On Sun, Jul 31, 2016 at 12:15 PM, sri hari kali charan Tummala <
kali.tumm...@gmail.com> wrote:

> Hi All,
>
> I already solved it using DF and spark sql I was wondering how to solve in
> scala rdd, I just got the answer need to check my results compared to spark
> sql thanks all for your time.
>
> I am trying to solve moving average using scala RDD group by key.
>
>
> input:-
> -987~20150728~100
> -987~20150729~50
> -987~20150730~-100
> -987~20150804~200
> -987~20150807~-300
> -987~20150916~100
>
>
> val test=sc.textFile(file).keyBy(x => x.split("\\~") (0))
>   .map(x => x._2.split("\\~"))
>   .map(x => ((x(0),x(1),x(2))))
>   .map{case (account,datevalue,amount) => 
> ((account,datevalue),(amount.toDouble))}.mapValues(x => 
> x).toArray.sliding(2,1).map(x => (x(0)._1,x(1)._2,(x.foldLeft(0.0)(_ + 
> _._2/x.size)),x.foldLeft(0.0)(_ + _._2))).foreach(println)
>
> Op:-
>
> accountkey,date,balance_of_account, daily_average, sum_base_on_window
>
> ((-987,20150728),50.0,75.0,150.0)
> ((-987,20150729),-100.0,-25.0,-50.0)
> ((-987,20150730),200.0,50.0,100.0)
> ((-987,20150804),-300.0,-50.0,-100.0)
> ((-987,20150807),100.0,-100.0,-200.0)
>
>
> below book is written for Hadoop Mapreduce the book has solution for
> moving average but its in Java.
>
>
> https://www.safaribooksonline.com/library/view/data-algorithms/9781491906170/ch06.html
>
>
> Sql:-
>
>
> SELECT DATE,balance,
> SUM(balance) OVER (ORDER BY DATE ROWS BETWEEN UNBOUNDED PRECEDING AND
> CURRENT ROW) daily_balance
> FROM  table
>
> Thanks
> Sri
>
>
>
> On Sun, Jul 31, 2016 at 11:54 AM, Mich Talebzadeh <
> mich.talebza...@gmail.com> wrote:
>
>> Check also this
>> <https://databricks.com/blog/2015/07/15/introducing-window-functions-in-spark-sql.html>
>>
>> HTH
>>
>> Dr Mich Talebzadeh
>>
>>
>>
>> LinkedIn * 
>> https://www.linkedin.com/profile/view?id=AAEAAAAWh2gBxianrbJd6zP6AcPCCdOABUrV8Pw
>> <https://www.linkedin.com/profile/view?id=AAEAAAAWh2gBxianrbJd6zP6AcPCCdOABUrV8Pw>*
>>
>>
>>
>> http://talebzadehmich.wordpress.com
>>
>>
>> *Disclaimer:* Use it at your own risk.
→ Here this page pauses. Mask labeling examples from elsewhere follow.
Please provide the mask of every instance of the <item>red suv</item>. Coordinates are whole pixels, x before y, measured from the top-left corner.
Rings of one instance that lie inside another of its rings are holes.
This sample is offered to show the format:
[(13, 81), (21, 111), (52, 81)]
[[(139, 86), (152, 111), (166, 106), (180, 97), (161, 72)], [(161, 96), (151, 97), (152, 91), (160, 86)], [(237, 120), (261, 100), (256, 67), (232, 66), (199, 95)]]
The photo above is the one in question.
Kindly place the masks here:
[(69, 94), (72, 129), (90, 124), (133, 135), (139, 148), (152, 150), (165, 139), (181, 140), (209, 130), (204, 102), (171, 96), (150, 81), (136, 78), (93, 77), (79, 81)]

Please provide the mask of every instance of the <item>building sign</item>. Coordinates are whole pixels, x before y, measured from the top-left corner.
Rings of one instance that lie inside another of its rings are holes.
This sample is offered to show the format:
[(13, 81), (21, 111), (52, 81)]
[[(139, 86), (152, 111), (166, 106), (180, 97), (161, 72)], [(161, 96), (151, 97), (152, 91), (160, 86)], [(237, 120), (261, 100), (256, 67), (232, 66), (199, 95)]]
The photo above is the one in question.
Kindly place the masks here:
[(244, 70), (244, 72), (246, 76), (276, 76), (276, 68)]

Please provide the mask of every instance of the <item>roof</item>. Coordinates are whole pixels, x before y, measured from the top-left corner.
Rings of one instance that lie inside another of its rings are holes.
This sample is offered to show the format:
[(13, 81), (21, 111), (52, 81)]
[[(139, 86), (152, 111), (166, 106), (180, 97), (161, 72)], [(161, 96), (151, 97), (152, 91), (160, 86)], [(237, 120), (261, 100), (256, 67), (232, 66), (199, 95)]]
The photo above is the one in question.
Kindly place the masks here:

Any and all responsibility for
>> any loss, damage or destruction of data or any other property which may
>> arise from relying on this email's technical content is explicitly
>> disclaimed. The author will in no case be liable for any monetary damages
>> arising from such loss, damage or destruction.
>>
>>
>>
>> On 31 July 2016 at 19:49, sri hari kali charan Tummala <
>> kali.tumm...@gmail.com> wrote:
>>
>>> Tuple
>>>
>>> [Lscala.Tuple2;@65e4cb84
>>>
>>> On Sun, Jul 31, 2016 at 1:00 AM, Jacek Laskowski <ja...@japila.pl>
>>> wrote:
>>>
>>>> Hi,
>>>>
>>>> What's the result type of sliding(2,1)?
>>>>
>>>> Pozdrawiam,
>>>> Jacek Laskowski
>>>> ----
>>>> https://medium.com/@jaceklaskowski/
>>>> Mastering Apache Spark 2.0 http://bit.ly/mastering-apache-spark
>>>> Follow me at https://twitter.com/jaceklaskowski
>>>>
>>>>
>>>> On Sun, Jul 31, 2016 at 9:23 AM, sri hari kali charan Tummala
>>>> <kali.tumm...@gmail.com> wrote:
>>>> > tried this no luck, wht is non-empty iterator here ?
>>>> >
>>>> > OP:-
>>>> > (-987,non-empty iterator)
>>>> > (-987,non-empty iterator)
>>>> > (-987,non-empty iterator)
>>>> > (-987,non-empty iterator)
>>>> > (-987,non-empty iterator)
>>>> >
>>>> >
>>>> > sc.textFile(file).keyBy(x => x.split("\\~") (0))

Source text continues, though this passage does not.